帝国cms调用会员名及投稿数量排名

1、调用会员发布文章数
  <table>
 [e:loop={'SELECT userid, username, count(username) as total from [!db.pre!]ecms_news group by username order by total desc',0,24,0}]  
<tr>  
<td><?=$bqno?></td>  
<td><?=$bqr[username]?></td>  
<td><?=$bqr[total]?></td>  
</tr>
 [/e:loop]  
</table>
全选代码复制
2、只调用会员发布文章数，增加（序号、会员id）
  <table>  
<tr>  
<td>排名号</td>  
<td>会员名</td>  
<td>文章数</td>  
<td>会员ID</td>  
</tr>  
[e:loop={'select userid, username,count(username) as num from [!db.pre!]ecms_news group by username order by num desc',0,24,0}]  
<tr>  
<td><?=$bqno?></td>  
<td><?=$bqr[username]?></td>  
<td><?=$bqr[num]?></td>  
<td><?=$bqr[userid]?></td>  
</tr>  
[/e:loop]  
</table>
注释：在sql语句“ SELECT userid, username, count(username) as total from [!db.pre!]ecms_news group by username order by total desc ”

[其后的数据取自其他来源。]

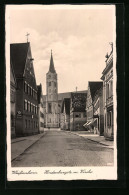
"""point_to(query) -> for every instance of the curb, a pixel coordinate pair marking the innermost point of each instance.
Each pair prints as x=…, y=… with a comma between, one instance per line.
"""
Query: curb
x=27, y=148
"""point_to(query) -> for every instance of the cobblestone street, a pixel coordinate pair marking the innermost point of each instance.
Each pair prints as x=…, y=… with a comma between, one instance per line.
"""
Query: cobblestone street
x=60, y=148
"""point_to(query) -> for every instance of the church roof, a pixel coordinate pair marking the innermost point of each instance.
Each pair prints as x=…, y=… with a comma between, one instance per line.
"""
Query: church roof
x=94, y=86
x=51, y=67
x=18, y=55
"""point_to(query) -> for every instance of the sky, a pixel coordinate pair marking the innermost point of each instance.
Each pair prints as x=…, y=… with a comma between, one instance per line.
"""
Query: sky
x=79, y=39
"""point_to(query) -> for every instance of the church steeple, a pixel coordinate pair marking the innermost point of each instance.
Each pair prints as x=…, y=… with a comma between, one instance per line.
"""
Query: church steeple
x=51, y=67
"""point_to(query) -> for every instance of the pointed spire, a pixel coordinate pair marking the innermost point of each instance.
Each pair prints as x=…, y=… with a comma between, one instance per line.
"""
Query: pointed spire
x=51, y=67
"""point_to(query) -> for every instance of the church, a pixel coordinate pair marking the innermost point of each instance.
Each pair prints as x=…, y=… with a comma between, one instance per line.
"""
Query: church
x=53, y=101
x=52, y=107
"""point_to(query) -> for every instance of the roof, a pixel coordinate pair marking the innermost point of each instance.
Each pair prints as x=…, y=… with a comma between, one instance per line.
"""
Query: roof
x=66, y=103
x=18, y=55
x=79, y=102
x=51, y=67
x=94, y=86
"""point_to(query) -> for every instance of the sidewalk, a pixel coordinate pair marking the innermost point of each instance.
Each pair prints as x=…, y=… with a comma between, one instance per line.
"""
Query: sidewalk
x=95, y=138
x=19, y=145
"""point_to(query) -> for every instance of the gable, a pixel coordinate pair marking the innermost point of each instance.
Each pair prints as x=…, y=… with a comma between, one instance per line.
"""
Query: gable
x=18, y=55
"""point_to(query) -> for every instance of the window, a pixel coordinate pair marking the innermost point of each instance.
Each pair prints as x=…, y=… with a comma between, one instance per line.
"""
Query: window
x=31, y=91
x=12, y=95
x=41, y=115
x=36, y=95
x=28, y=106
x=32, y=124
x=25, y=104
x=29, y=123
x=111, y=88
x=36, y=110
x=109, y=119
x=107, y=90
x=41, y=124
x=25, y=123
x=78, y=115
x=25, y=87
x=28, y=89
x=84, y=114
x=49, y=108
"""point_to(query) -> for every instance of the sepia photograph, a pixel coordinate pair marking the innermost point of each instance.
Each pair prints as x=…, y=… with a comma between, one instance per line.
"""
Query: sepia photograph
x=61, y=92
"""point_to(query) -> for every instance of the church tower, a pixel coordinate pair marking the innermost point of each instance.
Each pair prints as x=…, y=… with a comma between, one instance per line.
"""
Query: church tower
x=52, y=111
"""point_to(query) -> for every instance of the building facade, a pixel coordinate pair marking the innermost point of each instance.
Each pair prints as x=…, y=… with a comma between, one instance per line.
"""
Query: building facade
x=26, y=93
x=52, y=108
x=40, y=109
x=13, y=101
x=65, y=114
x=98, y=113
x=77, y=111
x=93, y=87
x=107, y=77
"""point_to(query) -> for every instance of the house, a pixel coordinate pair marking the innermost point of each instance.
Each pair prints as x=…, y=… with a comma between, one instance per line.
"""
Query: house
x=40, y=109
x=26, y=93
x=13, y=101
x=107, y=77
x=65, y=114
x=98, y=113
x=93, y=87
x=77, y=111
x=52, y=109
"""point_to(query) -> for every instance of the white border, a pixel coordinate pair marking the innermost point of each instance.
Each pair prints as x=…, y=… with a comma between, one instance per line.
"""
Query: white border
x=108, y=173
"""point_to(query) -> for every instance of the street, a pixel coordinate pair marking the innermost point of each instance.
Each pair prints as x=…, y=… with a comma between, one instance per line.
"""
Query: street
x=60, y=148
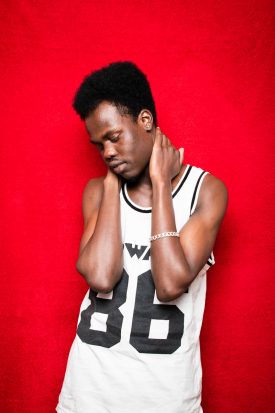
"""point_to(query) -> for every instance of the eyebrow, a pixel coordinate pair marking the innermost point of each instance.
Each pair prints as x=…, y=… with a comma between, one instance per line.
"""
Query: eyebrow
x=105, y=136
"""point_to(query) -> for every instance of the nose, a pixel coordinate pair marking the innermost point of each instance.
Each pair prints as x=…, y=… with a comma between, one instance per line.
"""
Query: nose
x=109, y=151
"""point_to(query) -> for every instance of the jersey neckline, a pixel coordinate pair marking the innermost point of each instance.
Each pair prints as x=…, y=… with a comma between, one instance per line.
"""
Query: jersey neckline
x=139, y=208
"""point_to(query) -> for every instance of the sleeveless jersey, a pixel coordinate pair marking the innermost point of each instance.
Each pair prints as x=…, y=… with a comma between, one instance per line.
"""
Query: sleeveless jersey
x=133, y=353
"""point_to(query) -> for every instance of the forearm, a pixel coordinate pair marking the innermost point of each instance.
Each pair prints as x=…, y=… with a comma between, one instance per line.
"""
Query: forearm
x=170, y=268
x=101, y=260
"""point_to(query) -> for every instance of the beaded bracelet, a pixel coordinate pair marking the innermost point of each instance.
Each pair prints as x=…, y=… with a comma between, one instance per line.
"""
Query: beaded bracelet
x=164, y=234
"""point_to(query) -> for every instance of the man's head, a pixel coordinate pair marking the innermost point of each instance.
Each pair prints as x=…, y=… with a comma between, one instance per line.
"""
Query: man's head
x=121, y=84
x=117, y=106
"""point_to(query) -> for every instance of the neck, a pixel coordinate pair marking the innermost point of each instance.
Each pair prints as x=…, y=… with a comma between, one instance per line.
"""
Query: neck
x=143, y=180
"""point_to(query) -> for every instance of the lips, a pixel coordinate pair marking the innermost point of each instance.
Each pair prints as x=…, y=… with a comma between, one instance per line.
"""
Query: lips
x=117, y=166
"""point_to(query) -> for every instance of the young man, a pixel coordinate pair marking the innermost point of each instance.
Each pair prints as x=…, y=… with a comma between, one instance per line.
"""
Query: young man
x=150, y=227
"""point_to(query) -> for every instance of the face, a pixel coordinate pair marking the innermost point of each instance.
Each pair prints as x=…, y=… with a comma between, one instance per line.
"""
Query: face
x=125, y=145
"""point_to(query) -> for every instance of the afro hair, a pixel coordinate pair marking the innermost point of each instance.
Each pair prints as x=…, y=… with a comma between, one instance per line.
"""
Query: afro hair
x=120, y=83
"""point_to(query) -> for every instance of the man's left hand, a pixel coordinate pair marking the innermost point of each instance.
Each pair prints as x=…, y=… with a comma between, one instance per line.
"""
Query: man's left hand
x=166, y=160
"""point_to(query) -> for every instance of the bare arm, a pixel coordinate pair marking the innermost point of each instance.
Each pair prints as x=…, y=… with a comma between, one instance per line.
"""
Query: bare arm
x=177, y=261
x=100, y=256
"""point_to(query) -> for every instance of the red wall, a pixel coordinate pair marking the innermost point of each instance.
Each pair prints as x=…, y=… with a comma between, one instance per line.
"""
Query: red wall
x=211, y=67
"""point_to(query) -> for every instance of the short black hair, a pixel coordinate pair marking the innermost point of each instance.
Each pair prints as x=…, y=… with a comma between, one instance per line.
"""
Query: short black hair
x=120, y=83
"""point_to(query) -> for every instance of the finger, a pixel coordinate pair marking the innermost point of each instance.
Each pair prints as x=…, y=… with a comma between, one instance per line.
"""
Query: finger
x=158, y=137
x=165, y=141
x=181, y=151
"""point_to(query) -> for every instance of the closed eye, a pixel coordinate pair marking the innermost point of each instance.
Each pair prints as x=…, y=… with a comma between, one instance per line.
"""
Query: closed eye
x=98, y=145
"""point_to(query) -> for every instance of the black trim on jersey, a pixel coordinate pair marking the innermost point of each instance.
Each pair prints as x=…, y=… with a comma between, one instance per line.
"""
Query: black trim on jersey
x=149, y=210
x=195, y=190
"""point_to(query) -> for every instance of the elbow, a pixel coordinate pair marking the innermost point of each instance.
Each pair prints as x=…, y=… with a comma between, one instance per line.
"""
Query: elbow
x=95, y=281
x=173, y=288
x=166, y=294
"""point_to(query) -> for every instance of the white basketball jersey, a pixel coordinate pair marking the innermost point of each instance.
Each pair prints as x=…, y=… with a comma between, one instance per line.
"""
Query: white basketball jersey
x=133, y=353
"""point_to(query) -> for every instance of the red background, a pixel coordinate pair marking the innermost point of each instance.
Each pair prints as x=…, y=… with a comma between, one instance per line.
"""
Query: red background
x=211, y=68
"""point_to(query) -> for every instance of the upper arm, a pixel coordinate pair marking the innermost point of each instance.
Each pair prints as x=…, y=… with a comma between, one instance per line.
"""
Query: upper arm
x=197, y=237
x=91, y=200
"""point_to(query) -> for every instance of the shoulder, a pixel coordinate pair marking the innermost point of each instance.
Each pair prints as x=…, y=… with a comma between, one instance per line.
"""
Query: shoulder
x=91, y=197
x=213, y=196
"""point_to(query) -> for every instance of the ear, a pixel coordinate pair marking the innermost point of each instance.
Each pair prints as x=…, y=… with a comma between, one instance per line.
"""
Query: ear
x=145, y=120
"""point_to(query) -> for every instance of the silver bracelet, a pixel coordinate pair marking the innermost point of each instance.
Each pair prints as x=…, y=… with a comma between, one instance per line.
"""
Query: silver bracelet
x=164, y=234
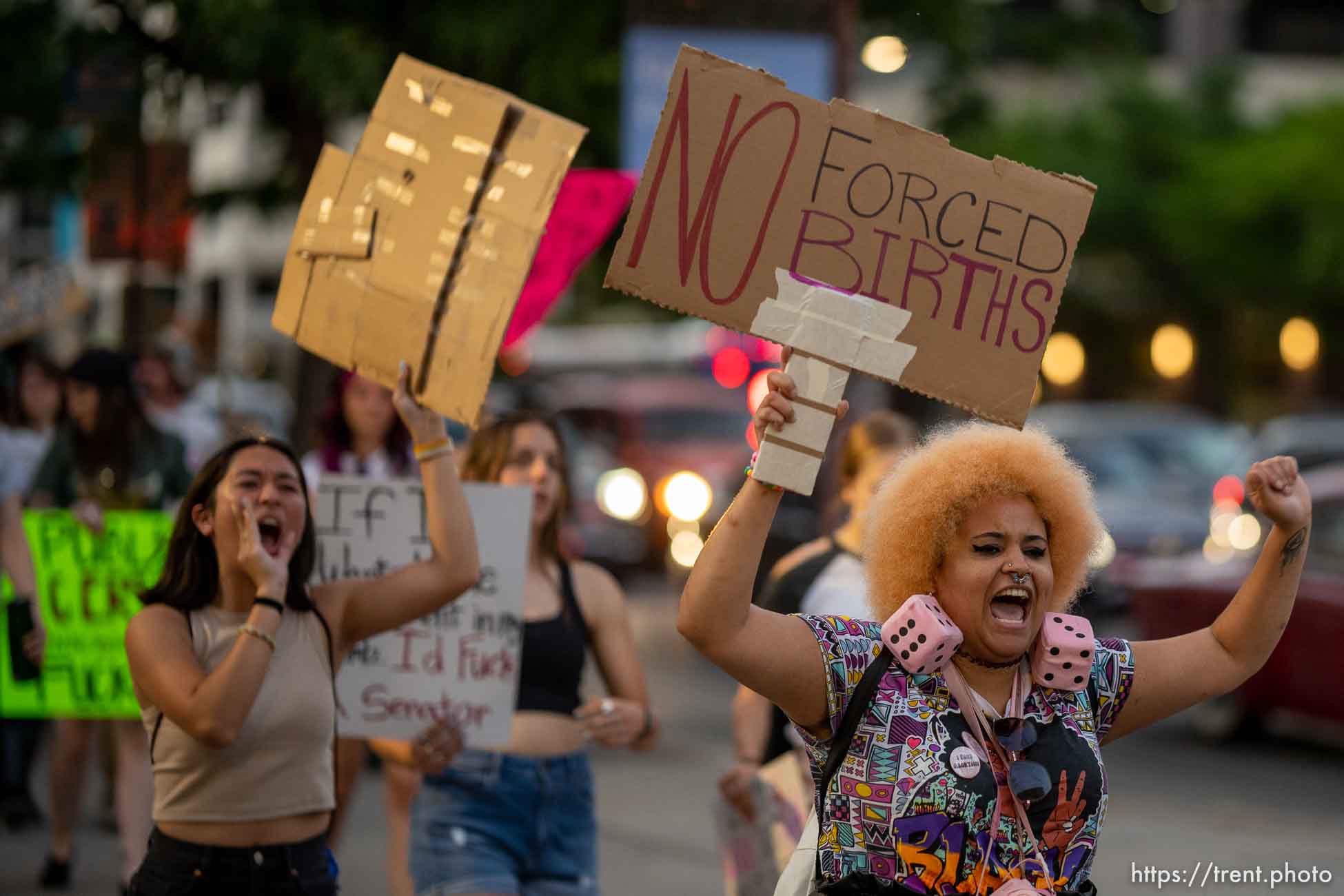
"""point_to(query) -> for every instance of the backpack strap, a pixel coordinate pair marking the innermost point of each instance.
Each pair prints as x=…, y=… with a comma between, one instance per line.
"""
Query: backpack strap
x=331, y=661
x=570, y=601
x=159, y=722
x=859, y=702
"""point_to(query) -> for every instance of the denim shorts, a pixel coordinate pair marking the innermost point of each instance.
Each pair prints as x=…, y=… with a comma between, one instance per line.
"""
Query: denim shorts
x=178, y=868
x=500, y=824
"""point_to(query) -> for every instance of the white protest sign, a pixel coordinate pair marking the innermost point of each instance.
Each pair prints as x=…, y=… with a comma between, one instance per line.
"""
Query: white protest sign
x=461, y=661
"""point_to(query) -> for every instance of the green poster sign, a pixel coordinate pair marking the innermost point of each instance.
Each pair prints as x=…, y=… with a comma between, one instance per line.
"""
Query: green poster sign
x=88, y=587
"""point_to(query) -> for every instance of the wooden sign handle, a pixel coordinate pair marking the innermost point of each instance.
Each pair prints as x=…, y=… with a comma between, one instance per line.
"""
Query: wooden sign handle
x=792, y=457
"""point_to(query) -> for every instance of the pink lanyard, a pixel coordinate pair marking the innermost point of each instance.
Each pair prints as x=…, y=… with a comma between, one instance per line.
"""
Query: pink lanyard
x=984, y=734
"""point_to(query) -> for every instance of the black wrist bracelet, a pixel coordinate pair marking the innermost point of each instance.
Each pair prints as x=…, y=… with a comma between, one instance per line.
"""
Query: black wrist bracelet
x=270, y=602
x=648, y=723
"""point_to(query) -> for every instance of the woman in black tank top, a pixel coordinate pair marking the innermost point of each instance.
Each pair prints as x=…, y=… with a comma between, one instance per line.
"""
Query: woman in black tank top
x=519, y=818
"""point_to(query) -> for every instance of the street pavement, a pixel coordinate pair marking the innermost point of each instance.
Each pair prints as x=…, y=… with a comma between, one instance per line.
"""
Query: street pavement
x=1177, y=804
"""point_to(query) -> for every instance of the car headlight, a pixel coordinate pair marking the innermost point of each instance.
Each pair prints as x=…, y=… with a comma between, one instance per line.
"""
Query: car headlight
x=621, y=493
x=686, y=549
x=684, y=496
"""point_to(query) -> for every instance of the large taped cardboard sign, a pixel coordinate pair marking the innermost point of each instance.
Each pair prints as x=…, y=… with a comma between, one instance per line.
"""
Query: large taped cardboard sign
x=752, y=191
x=418, y=245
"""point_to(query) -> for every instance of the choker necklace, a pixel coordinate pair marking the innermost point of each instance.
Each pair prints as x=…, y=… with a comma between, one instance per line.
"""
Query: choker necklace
x=987, y=664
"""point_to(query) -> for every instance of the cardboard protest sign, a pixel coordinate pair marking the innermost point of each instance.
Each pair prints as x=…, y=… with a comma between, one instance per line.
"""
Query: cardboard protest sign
x=749, y=187
x=417, y=246
x=88, y=587
x=591, y=203
x=37, y=298
x=461, y=661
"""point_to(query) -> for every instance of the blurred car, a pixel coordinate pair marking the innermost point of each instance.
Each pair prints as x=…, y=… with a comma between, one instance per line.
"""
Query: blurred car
x=1312, y=438
x=656, y=460
x=1155, y=471
x=1304, y=675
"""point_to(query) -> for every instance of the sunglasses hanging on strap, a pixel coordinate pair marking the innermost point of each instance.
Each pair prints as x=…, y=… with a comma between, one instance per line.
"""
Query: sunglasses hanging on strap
x=1027, y=780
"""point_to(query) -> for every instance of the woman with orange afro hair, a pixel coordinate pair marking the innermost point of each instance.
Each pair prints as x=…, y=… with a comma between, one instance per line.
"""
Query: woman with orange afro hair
x=973, y=764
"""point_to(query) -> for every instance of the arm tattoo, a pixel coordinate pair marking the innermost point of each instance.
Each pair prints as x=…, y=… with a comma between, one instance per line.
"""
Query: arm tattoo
x=1290, y=550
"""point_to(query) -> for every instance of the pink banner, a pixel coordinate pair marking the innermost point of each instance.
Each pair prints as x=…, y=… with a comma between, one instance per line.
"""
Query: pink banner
x=587, y=210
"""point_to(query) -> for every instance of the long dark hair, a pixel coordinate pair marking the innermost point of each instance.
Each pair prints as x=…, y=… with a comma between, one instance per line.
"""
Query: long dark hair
x=50, y=369
x=488, y=453
x=12, y=413
x=191, y=573
x=336, y=436
x=121, y=421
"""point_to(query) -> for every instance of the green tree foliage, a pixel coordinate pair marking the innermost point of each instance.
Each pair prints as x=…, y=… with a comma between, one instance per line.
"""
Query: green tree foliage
x=316, y=62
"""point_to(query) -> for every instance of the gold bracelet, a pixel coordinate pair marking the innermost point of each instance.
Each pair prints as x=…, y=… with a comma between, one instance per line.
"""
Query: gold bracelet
x=257, y=633
x=422, y=448
x=431, y=453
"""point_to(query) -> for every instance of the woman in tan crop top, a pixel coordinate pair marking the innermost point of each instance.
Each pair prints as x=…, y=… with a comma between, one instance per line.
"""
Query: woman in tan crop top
x=233, y=660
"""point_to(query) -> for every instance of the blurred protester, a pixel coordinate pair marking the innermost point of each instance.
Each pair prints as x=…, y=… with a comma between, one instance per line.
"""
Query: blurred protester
x=823, y=577
x=28, y=413
x=34, y=413
x=167, y=376
x=997, y=702
x=19, y=737
x=362, y=436
x=359, y=434
x=105, y=457
x=234, y=661
x=522, y=819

中的“(username)”和“group by username”中的 “username”也能用 “userid” 调用 但会出项一个问题就是 管理员的ID会与前台会员的ID重复
即：管理员的ID=1，前台会员的ID=1（所以管理员的ID=前台会员的ID），最后统计出来的文章会是：管理员+前台会员=总数
月排行
  where newstime > UNIX_TIMESTAMP()-86400*30 （月：30、周：7）
举例：月排行
  <table>
<tr>
<td>排名号</td>
<td>会员名</td>
<td>文章数</td>
<td>会员ID</td>
</tr>  
[e:loop={'select userid, username,count(username) as num from [!db.pre!]ecms_news where newstime > UNIX_TIMESTAMP()-86400*7 group by username order by num desc',0,24,0}]  
<tr>
<td><?=$bqno?></td>
<td><?=$bqr[username]?></td>
<td><?=$bqr[num]?></td>
<td><?=$bqr[userid]?></td>
</tr>  
[/e:loop]  
</table>